The U.S. Department of the Interior has announced that it will comply with a court order compelling it to restart offshore and onshore oil and gas lease sales. The agency halted its federal lands leasing program in April pending a top-to-bottom review, but after an industry lawsuit contending that lease auctions are required by law, a federal judge ordered that the department must restart the auction process. DOI is appealing the judge's order, citing the climate impact of fossil fuel extraction on federal lands, but the agency said that leasing will resume while the appeal is pending.

"Federal onshore and offshore oil and gas leasing programs are responsible for significant greenhouse gas emissions and growing climate and community impacts," said the department in a statement. "Yet the current programs fail to adequately incorporate consideration of climate impacts into leasing decisions or reflect the social costs of greenhouse gas emissions including, for example, in royalty rates."

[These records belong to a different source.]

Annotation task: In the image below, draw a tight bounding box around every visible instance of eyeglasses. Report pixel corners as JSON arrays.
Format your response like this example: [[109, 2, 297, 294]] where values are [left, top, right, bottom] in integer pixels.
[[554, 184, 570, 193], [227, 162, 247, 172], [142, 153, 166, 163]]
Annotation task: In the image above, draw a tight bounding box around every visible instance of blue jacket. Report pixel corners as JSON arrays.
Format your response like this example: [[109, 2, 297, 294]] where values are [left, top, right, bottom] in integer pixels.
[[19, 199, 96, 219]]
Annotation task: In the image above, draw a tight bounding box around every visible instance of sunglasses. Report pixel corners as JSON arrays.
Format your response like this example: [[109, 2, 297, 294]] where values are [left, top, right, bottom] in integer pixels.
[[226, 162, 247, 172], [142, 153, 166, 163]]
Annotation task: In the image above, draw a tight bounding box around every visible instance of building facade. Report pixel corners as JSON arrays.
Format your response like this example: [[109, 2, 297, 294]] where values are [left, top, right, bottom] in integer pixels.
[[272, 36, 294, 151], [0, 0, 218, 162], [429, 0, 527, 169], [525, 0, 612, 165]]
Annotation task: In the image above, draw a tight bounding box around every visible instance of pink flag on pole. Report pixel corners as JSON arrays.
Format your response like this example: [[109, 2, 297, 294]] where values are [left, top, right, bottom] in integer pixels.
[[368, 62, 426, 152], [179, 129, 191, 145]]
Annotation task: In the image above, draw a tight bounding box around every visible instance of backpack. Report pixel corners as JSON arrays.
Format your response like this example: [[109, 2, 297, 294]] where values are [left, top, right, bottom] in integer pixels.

While the appeal moves forward, lease sales will resume, though the department reserved the right to "conduct leasing in a manner that takes into account the program's many deficiencies." It is compiling an internal review of the lease sale program and plans to propose changes to bring it in line with the Biden administration's climate targets, which call for a nationwide greenhouse gas emissions cut of 50 percent by the end of the decade.

DOI also cited a long series of government watchdog reports that suggest that the federal government could be earning much more from leasing drilling rights to private companies. In 2019, the Government Accountability Office assessed that Interior's Bureau of Ocean Energy Management "systematically underestimates" the value of offshore oil and gas leases, costing the government hundreds of millions of dollars in lost revenue. Management of federal oil and gas resources is one of the areas on GAO's "high risk list" due to persistent shortfalls in human capital, oversight capability and revenue-collecting capacity. 

Despite its concerns, DOI promised that some amount of lease activity will resume while the court case moves forward, and the offshore oil and gas industry welcomed the announcement. “It is past time for U.S. offshore leasing to resume,” said Erik Milito, head of the National Ocean Industries Association, speaking to Bloomberg. “The administration should follow the plain letter of the law, and support high paying jobs and climate and emissions progress.”